We’ve got a lot of stuff … I found that back in 1974 and identified it and unravelled this story about how 646 black South Africans troops drowned just off the Isle of Wight and none of us knew about it.
I mean I researched all the wrecks, and this had obviously been covered up for propaganda and apartheid type reasons and no one knew about it.
It’s half the loss of the Titanic off our Island here and no one knew about it, not even me and I’d researched hundreds of wrecks off here.
The name had never flagged up and when I found out what it was, I was absolutely dumbstruck that all this loss of life had occurred, February 1917, just off our shores.
A tragic story, we’ve got a big story about that in the Museum and I’m actually going down … there’s a famous story about the ‘Mendi’, that as the ship was sinking, it sank in 20 minutes, it was rammed by another ship, it wasn’t mined or torpedoed.
It was rammed by a bigger ship called the ‘Darro’ and it sank in 20 minutes and all these black South Africans, they’d never seen the sea before, they were all from the townships of Soweto and South African townships and they were all drowning and crying, and this other ship did nothing to try and help.

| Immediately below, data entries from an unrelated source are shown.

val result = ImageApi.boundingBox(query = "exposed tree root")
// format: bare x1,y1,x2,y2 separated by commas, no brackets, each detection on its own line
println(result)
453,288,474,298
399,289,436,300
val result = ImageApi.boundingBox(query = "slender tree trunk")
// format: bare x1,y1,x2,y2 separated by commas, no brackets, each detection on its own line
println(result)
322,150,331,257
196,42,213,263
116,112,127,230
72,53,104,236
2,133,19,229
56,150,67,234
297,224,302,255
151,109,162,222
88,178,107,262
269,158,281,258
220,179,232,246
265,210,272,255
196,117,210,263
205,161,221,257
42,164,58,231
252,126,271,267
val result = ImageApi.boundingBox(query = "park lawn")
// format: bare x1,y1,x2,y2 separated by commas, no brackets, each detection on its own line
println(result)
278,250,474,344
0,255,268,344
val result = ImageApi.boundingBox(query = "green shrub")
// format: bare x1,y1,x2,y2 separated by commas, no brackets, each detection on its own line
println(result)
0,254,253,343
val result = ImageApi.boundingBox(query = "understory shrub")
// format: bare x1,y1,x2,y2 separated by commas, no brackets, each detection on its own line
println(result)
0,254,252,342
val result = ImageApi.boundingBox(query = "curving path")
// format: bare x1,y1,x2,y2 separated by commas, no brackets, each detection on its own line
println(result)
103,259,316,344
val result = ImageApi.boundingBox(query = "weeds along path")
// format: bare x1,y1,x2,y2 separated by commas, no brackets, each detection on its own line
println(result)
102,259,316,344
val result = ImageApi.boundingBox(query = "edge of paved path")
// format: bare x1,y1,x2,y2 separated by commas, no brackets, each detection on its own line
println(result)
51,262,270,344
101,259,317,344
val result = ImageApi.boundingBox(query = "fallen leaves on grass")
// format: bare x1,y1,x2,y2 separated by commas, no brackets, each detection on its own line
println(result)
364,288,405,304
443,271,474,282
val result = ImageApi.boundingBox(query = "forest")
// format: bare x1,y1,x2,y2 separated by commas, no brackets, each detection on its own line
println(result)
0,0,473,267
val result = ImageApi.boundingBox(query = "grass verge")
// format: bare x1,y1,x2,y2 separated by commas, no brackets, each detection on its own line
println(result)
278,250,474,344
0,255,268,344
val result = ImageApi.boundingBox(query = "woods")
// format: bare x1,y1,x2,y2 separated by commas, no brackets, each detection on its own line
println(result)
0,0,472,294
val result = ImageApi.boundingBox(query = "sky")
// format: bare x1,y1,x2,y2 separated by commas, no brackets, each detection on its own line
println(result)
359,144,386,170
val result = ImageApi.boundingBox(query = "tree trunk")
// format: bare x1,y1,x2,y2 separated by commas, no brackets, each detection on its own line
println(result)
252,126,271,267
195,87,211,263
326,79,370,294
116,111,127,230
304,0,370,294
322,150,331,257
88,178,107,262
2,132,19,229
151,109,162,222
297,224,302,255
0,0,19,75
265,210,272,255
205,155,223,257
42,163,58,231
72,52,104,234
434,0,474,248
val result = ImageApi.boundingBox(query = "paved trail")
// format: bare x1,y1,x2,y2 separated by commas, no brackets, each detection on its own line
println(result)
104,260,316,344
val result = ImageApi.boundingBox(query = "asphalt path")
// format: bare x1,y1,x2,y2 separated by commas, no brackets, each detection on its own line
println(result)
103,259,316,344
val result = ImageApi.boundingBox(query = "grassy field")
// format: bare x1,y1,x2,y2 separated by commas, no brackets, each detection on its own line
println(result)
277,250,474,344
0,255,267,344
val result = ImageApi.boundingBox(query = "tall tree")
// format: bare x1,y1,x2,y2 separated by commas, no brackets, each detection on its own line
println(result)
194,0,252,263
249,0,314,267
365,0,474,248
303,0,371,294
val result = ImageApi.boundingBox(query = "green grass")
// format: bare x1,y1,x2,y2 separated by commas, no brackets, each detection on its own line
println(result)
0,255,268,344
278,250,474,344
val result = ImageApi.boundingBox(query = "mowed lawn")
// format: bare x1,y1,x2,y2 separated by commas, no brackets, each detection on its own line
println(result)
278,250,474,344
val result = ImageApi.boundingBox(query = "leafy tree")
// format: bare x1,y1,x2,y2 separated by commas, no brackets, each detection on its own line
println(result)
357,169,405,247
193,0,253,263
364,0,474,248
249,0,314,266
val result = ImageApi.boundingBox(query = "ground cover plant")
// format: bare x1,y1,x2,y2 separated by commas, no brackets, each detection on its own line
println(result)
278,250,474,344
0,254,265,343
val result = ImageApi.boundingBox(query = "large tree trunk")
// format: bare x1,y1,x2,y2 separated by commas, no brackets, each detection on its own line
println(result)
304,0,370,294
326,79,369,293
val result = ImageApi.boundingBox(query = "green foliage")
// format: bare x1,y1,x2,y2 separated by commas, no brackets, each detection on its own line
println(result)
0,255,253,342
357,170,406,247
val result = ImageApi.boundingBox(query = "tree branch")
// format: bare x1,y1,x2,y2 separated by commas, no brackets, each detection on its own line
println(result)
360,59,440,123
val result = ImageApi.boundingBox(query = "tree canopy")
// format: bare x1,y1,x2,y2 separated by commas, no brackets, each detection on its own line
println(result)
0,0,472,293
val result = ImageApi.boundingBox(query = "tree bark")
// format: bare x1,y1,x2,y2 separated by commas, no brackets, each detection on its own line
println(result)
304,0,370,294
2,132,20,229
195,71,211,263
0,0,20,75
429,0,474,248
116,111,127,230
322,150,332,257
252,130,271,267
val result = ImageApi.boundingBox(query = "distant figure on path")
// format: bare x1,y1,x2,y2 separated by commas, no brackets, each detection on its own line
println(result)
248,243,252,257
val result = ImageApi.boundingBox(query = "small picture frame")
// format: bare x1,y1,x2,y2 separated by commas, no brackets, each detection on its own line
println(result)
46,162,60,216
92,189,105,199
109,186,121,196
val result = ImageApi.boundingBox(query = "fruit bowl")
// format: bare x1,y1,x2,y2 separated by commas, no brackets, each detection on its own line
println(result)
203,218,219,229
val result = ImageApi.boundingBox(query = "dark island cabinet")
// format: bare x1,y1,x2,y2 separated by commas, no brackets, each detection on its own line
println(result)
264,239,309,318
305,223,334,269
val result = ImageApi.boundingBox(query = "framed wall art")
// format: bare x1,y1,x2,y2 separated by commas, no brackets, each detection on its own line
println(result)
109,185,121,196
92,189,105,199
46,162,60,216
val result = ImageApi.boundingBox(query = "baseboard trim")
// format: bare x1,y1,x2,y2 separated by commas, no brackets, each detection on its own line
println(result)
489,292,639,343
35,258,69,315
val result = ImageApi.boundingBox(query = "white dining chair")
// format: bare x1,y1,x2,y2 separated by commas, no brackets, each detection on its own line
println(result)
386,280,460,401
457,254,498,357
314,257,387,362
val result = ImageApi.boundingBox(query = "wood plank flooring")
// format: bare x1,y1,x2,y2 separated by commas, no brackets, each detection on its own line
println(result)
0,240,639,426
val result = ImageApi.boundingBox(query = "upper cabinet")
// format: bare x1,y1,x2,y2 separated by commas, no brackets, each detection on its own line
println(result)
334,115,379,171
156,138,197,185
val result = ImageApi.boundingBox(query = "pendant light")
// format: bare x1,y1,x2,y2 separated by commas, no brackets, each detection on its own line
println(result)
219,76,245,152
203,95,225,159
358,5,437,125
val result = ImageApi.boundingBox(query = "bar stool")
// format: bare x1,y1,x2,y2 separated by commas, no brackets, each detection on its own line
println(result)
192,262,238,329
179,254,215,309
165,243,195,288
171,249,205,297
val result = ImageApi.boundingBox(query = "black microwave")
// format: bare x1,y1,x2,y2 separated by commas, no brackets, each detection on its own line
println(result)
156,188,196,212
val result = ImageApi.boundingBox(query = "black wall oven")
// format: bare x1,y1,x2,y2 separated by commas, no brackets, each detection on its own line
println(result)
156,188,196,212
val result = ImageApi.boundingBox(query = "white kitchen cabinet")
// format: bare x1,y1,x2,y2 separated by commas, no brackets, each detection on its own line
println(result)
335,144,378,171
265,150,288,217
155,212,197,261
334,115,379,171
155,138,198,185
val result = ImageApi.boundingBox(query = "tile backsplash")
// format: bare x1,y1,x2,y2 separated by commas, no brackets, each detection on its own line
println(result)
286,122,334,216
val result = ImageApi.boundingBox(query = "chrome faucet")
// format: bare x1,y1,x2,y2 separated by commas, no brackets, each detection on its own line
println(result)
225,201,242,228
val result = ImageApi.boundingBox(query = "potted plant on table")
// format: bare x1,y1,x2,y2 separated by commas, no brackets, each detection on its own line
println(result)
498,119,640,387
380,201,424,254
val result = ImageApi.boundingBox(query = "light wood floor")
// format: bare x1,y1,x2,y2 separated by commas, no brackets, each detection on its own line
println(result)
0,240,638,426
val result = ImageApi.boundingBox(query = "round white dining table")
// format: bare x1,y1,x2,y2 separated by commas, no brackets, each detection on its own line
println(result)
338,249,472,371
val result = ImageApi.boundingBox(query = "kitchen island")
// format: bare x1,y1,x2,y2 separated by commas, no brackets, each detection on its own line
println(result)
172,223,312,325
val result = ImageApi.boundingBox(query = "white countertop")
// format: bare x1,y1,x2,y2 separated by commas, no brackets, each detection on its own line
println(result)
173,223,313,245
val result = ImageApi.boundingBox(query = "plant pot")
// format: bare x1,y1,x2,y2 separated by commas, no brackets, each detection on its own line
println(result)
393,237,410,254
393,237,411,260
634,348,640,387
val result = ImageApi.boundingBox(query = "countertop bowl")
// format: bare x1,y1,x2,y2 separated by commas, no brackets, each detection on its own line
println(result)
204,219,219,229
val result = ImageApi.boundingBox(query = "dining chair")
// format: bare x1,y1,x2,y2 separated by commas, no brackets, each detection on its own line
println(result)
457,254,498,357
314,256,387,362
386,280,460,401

Fortunately, there some other ships in the area that came and helped, and this Reverend Wauchope who was with them got them all on deck as the ship was going down to do the death dance. He said, “We die like brothers, we came here to die for our country and help with the War effort and we’ll die like brothers” the Zulus and the other tribes there and they took of their shoes and did the death dance on the deck as it went under.